Financial regulators are keeping a watchful eye on Australia’s booming housing market but are comfortable with record high home loans being offered
- New lending figures will be released on Friday and may see a further rise to loans
- Loans increased by 5.5 per cent to a record high in March as boom continues
- The strength in lending has gone hand-in-hand with rising house prices
Financial regulators are keeping an eye on Australia’s booming housing market, but at this stage they are comfortable that lending standards have not been relaxed.
New lending figures for April are released on Friday, which potentially will see a further rise in new housing loans after increasing 5.5 per cent to a record high in March, to be a huge 55.3 per cent higher than a year earlier.

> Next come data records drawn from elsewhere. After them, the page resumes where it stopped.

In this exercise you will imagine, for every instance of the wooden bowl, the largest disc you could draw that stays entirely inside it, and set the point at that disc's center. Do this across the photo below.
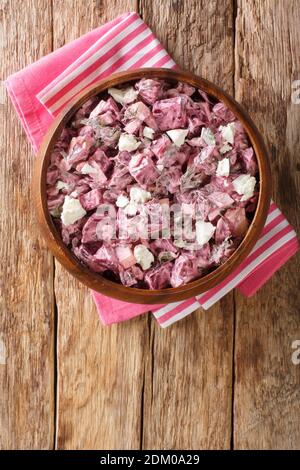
(96, 281)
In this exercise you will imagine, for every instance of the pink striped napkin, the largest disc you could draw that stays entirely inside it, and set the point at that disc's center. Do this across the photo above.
(40, 91)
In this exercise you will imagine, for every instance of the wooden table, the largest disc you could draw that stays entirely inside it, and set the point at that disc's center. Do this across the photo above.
(218, 379)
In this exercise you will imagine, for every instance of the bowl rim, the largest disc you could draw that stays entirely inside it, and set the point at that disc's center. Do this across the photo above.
(95, 280)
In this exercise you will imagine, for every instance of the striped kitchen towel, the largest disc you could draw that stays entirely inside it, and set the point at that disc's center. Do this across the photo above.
(40, 91)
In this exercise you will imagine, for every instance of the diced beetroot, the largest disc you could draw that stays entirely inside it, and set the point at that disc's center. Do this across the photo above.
(79, 148)
(223, 230)
(89, 231)
(159, 277)
(163, 244)
(170, 179)
(238, 221)
(107, 110)
(185, 269)
(204, 257)
(125, 256)
(86, 165)
(142, 168)
(222, 115)
(159, 146)
(249, 161)
(91, 200)
(170, 113)
(150, 90)
(102, 159)
(55, 201)
(52, 175)
(130, 277)
(132, 127)
(106, 256)
(120, 177)
(220, 200)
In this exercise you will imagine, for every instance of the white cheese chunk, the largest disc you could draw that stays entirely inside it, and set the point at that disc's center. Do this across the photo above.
(128, 142)
(143, 256)
(131, 208)
(225, 148)
(122, 201)
(178, 136)
(72, 211)
(227, 133)
(123, 96)
(244, 185)
(148, 132)
(223, 168)
(88, 169)
(208, 136)
(204, 232)
(139, 195)
(61, 185)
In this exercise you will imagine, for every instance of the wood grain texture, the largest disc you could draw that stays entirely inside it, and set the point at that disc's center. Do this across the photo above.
(267, 385)
(100, 370)
(189, 365)
(27, 303)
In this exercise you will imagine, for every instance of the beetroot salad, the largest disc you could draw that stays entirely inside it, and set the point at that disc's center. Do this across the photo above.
(153, 184)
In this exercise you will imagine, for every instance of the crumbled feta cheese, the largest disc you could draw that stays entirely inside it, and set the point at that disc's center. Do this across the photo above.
(61, 185)
(56, 212)
(123, 96)
(204, 232)
(139, 195)
(88, 169)
(244, 185)
(180, 243)
(143, 256)
(208, 136)
(128, 142)
(148, 132)
(178, 136)
(225, 148)
(223, 167)
(72, 211)
(122, 201)
(227, 133)
(131, 208)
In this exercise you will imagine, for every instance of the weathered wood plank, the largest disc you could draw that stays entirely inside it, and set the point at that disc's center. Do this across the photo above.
(100, 370)
(267, 385)
(27, 303)
(188, 394)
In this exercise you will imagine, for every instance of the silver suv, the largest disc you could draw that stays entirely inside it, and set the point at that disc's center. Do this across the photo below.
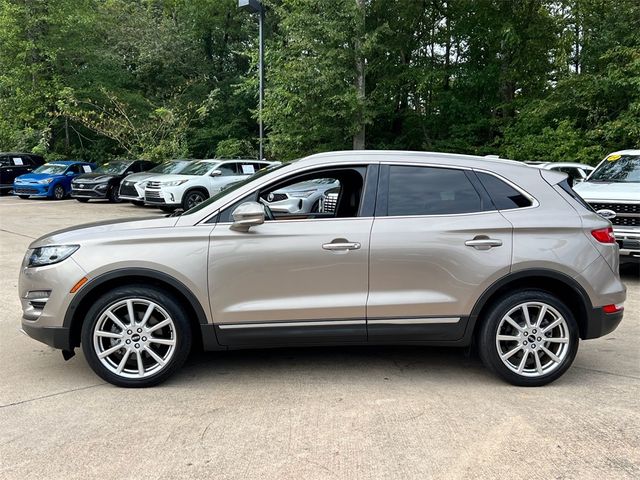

The strength in lending has gone hand-in-hand with rising house prices, which nationally stand over 10 per cent higher than a year earlier.
Lending has largely been secured by owner-occupiers, and particularly first home buyers.
The strength in lending has gone hand-in-hand with rising house prices, which nationally stand over 10 per cent higher than a year earlier
However, in Senate hearings this week officials from both the Reserve Bank and the banking watchdog, the Australian Prudential Regulation Authority, made a point of noting the return of investors in recent months.
Investor home lending jumped 12.7 per cent in March, the largest monthly rise since July 2003.
APRA chairman Wayne Byres reminded senators that the last time the regulator intervened in the market to curb what are seen as riskier loans to investors in 2017, interest-only loans were running at 40 per cent of all loans being granted.
But that was quickly halved as lending criteria were tightened.
However, he said there is no intention of intervening at the moment, insisting he does not have a threshold where he would step in.
RBA assistant governor Michelle Bullock was also comfortable that lending standards had not been relaxed.
The central bank has repeatedly said it won’t be raising interest rates to cool a heated housing market.
It is sticking to its line that the cash rate won’t be increased from its current record low of 0.1 per cent until 2024 at the earliest.